El Rayo viró de bordo, casi en el mismo sitio, y empujado por una brisa fresca que
soplaba del sudeste, se lanzo sobre la ruta del velero señalado, dejando a popa una estela
ancha y rumorosa.
A lo largo de las amuras, los arcabuceros inmóviles espiaban el barco enemigo, e
inclinados sobre las piezas, los artilleros soplaban las mechas dispuestos a desencadenar una
tempestad de metralla.
El Corsario negro y Morgan se mantenían vigilantes en el puente de mando.
Carmaux, Wan Stiller y el negro, en el castillo de proa, conversaban en voz baja.
—Mala noche para esa gente —decía Carmaux—. ¡Me temo que el comandante, con
la ira que lleva en el corazón, no deje vivo ni un solo español!
—A mí me parece que ese barco es muy alto de bordo —reflexionaba Wan Stiller—.
No me gustaría que fuera un barco de línea que va a reunirse con el almirante Toledo.
—¡Psch! Ya habrás oído que el comandante hablaba de acometerle con el espolón.
—¡Truenos de Hamburgo! ¡Si hace eso, cuando menos piense se quedará sin proa El
Rayo!
La voz del Corsario cortó de pronto la conversación.
—¡Hombres de la maniobra! ¡Arriba las suplementarias y afuera las bonetas!
—¡De caza! —exclamó Carmaux—. Según parece, boga bien el barco español para
obligar a El Rayo a largar todo el trapo.
En aquel instante resonó en el mar una voz fuerte. Procedía del barco contrario.
—¡Ohé! ¡Barco sospechoso a babor!
El Corsario subió sobre la cubierta de cámara gritando:
—¡Venga la barra! ¡Hombres de mar, a la caza!
Solamente una milla separaba a ambos buques, pero los dos debían tener una
velocidad extraordinaria, porque la distancia no parecía acortarse.
Había transcurrido una media hora, cuando la cubierta del barco español se iluminó
rápidamente y una estruendosa detonación se propagó sobre las aguas.
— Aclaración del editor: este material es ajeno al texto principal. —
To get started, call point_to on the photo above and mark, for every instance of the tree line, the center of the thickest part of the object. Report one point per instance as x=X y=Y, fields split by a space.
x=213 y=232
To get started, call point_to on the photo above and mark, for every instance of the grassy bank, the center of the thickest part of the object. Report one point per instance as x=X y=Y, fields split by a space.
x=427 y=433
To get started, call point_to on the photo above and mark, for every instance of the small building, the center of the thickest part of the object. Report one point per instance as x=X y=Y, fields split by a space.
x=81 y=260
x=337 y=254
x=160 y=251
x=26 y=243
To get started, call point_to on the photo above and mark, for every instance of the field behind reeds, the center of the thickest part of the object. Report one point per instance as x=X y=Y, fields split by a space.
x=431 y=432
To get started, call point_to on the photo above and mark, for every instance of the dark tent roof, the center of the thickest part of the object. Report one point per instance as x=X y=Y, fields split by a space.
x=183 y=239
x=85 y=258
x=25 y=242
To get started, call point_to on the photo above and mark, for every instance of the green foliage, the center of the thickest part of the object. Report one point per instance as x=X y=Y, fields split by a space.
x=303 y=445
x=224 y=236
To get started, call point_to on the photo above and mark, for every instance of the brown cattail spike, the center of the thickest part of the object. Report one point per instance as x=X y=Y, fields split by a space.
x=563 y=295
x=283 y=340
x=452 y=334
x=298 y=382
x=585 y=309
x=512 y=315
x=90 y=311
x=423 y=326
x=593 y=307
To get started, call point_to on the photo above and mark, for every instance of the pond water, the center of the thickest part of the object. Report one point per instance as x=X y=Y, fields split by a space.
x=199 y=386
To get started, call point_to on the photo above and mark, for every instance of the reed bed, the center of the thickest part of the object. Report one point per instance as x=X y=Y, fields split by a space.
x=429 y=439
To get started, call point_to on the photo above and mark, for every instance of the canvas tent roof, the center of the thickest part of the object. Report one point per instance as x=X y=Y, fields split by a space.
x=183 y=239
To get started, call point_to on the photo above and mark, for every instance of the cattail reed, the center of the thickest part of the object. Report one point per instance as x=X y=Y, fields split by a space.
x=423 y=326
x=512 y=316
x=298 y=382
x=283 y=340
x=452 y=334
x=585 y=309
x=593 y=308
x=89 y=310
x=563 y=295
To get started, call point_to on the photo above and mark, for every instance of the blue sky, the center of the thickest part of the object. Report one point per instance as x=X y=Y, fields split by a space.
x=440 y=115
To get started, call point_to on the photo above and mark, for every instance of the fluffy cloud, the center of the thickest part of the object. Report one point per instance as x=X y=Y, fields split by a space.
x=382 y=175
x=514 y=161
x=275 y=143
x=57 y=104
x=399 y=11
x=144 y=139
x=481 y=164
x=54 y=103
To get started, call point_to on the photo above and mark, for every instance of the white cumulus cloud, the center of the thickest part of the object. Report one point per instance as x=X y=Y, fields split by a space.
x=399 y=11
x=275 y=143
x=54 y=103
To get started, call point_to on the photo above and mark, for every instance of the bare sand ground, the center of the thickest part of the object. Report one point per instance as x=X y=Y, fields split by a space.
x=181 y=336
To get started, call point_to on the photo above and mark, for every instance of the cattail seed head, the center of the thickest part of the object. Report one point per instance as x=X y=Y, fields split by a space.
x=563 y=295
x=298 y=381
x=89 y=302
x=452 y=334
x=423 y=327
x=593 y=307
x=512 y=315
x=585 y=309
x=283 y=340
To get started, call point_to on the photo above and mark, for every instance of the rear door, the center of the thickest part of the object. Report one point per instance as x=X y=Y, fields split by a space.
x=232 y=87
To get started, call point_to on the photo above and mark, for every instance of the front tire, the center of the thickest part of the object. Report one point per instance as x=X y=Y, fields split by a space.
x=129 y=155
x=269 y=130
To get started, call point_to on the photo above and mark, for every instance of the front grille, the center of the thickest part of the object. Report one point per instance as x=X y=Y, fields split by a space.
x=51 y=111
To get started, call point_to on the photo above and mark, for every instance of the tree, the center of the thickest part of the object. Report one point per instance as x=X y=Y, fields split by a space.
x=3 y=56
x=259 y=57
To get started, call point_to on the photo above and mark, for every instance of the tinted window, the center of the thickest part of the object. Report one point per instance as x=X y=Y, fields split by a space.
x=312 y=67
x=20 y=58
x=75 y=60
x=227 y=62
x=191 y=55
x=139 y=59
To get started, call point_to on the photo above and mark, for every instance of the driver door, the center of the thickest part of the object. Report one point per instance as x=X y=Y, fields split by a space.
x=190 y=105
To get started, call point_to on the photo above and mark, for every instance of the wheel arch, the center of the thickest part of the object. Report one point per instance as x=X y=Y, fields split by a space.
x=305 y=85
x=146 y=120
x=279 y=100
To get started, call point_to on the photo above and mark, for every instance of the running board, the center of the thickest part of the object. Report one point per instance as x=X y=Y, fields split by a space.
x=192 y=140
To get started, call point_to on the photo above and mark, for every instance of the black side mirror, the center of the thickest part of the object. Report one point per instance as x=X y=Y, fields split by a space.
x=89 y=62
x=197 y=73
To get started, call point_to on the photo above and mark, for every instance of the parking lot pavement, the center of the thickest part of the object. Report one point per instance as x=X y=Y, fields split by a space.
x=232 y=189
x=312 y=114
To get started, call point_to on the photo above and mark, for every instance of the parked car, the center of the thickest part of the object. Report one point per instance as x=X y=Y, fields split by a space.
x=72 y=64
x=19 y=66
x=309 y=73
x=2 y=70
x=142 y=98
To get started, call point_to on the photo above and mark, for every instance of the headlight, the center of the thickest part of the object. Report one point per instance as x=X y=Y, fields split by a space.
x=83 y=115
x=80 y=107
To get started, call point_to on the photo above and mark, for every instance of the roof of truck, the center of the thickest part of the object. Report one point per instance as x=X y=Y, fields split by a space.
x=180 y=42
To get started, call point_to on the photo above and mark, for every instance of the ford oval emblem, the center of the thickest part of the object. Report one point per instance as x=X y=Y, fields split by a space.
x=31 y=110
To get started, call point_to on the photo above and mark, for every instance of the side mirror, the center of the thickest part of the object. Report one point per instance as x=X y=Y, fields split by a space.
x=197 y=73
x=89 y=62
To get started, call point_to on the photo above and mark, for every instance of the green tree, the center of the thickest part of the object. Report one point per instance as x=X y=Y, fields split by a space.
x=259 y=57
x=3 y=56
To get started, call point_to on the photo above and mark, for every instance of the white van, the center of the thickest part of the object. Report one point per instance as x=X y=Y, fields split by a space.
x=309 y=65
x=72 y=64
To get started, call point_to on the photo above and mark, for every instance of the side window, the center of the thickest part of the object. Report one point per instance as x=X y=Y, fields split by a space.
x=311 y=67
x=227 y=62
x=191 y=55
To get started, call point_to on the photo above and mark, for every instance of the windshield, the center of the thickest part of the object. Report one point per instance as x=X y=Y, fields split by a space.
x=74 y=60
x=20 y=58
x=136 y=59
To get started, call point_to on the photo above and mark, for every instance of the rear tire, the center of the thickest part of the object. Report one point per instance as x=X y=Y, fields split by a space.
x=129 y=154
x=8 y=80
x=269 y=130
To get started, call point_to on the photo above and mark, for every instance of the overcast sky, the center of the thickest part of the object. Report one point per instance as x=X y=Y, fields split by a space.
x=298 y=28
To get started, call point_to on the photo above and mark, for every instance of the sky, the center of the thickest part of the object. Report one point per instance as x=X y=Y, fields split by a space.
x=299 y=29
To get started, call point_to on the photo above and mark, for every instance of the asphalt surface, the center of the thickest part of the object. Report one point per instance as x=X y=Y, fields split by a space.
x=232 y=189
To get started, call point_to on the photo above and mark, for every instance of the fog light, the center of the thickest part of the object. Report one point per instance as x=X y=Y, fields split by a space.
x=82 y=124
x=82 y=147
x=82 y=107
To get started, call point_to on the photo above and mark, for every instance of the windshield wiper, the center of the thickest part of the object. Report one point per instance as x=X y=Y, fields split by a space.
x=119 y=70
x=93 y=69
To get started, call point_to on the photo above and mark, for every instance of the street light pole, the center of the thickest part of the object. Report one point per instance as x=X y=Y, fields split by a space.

Un silbido bien
conocido de los filibusteros se oyó en el aire; después un chorro de agua saltó a más de veinte
brazas de la nave corsaria. Aquel cañonazo era la advertencia del buque adversario para que
no lo siguieran
El Corsario Negro se hizo cargo en seguida de la ruta.
—¡Señor Morgan, a proa! —ordenó.
—¿Comienzo el fuego?
—Todavía no. Vaya usted a disponerlo todo para el abordaje.